Louise Levathes, em seu “When China Ruled the Seas: The Treasure Fleet of the Dragon Throne, 1405-1433 (1994)” relata que "Huang foi condenado a uma execução particularmente horrível conhecida como Maruca chi, ou “morte por mil cortes”, por ter cometido alta traição. "Os cortes foram feitos em seu peito, abdômen, braços, pernas e costas, para que ele sangrasse bem lentamente até a morte durante um período de tempo, talvez até três dias.

Mark Costanzo, Just Revenge: Costs and Consequences of the Death Penalty (1997): Às vezes era usado na China antiga a pena da “Morte por mil cortes”, onde pequenos pedaços de carne eram retalhados do condenado ao longo de um período de dias.

Relatórios militares dos EUA contam que os membros dos Fuzileiros Navais dos Estados Unidos estavam estacionados em torno de Xangai entre 1927 e 1941 em busca de provas de violações dos direitos humanos: "A prevalência de execuções e tortura é evidenciada pelos relatórios trazidos de volta da China pelos fuzileiros navais. Existem fotografias de pelotões de fuzilamento, a decapitação, estupro e torturas, tais como "a morte de mil cortes".
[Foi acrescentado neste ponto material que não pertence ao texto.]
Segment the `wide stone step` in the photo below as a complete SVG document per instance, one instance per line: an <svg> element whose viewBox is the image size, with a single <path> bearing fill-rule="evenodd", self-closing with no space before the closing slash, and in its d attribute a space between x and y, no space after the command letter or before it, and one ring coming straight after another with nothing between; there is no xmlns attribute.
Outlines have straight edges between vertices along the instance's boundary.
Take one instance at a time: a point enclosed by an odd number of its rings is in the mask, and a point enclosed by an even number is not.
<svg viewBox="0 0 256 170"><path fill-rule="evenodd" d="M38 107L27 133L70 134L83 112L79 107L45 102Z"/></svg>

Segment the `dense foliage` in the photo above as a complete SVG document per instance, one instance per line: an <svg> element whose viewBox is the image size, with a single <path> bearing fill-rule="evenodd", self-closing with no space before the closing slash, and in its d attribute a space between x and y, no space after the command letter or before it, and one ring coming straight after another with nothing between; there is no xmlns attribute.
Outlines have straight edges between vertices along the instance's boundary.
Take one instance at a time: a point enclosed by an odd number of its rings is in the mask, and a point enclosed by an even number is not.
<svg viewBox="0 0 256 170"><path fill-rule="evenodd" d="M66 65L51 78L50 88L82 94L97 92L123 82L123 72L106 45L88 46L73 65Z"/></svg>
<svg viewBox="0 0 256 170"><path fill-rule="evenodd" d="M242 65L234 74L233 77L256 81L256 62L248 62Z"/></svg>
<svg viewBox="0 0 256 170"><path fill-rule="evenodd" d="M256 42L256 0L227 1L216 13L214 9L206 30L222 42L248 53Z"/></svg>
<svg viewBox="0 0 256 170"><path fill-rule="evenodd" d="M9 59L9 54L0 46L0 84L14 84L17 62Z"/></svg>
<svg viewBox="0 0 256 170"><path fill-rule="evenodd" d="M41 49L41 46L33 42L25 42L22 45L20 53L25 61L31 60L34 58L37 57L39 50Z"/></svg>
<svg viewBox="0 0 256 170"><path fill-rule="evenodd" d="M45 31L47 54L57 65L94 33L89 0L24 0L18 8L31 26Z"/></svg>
Aparentemente, estas fotos eram comercialmente disponíveis [na China], por não serem cópias exatas, juntas a muitos recortes e com o nome de um estúdio comercial carimbado no verso das fotografias." É possível que as fotos da década de 1910 tivessem sido erroneamente associadas com as atrocidades em curso da China em 1920, e as fotos do Ling-chi acabaram sendo vendidas como raridades. Fotografias deste mesmo período, incluindo as linhas de cadáveres decapitados, os diplomatas não chineses mortos a tiros, e uma vítima Ling-chi, podem ser encontradas em “A History of Torture”, de George Ryley Scott.